With his success in Christian music, he expanded into music videos, movies, and mega-concerts. He is believed to have set a record for the largest Christian concert in 1993 with 50,000 people at one venue in South Africa, and then again in 1994 with more than 71,000 in Texas.

However, he sometimes had doubts about his success. “I would stand backstage and look at these huge crowds and think, I don’t understand. no one is that good Carman said. “I always have the feeling that at any moment, everyone will look at each other and say ‘what are we doing here’ and everyone will turn around and walk away.”

It started happening in the 2000s. His career slowed down, his record label dropped him, and he struggled to come to terms with a new record company. Then Carman suffered a series of personal tragedies: he lost money in the financial crisis; his brother died; he had a fight with his sister; a close friend died in a plane crash; he was in a car accident and suffered internal injuries.

no plan b

In 2013, he received a terminal cancer diagnosis. As Carman wrote to his fans on Facebook, doctors told him he had incurable myeloma and three or four years to live.

After an outpouring of support, Carman launched a Kickstarter campaign to fund an album and tour. He raised $280,000 and began the No Plan B tour. When the cancer went into remission, he attributed his cure to the faith of his fans.

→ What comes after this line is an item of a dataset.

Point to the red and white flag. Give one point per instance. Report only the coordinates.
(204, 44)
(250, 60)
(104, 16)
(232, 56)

“Friends, you are the ones who have literally wanted this man and this ministry to come to life!” Carman wrote.

Carman married for the first time at the age of 61 in December 2017 and continued to tour when the cancer returned in 2020. He announced it as “Carman Live: A CinemaSonic Experience.” The slogan read: “It’s a concert. A movie. A work. A crusade. An unmissable event!”

According to Carman, he was doing the same thing he had done his entire career: “I’m making Jesus very nice to our American culture, I guess you can tell. In a way that anyone can relate to.”

He died of complications after hiatal hernia surgery. In the end, she was planning another tour, Christianity Today reports.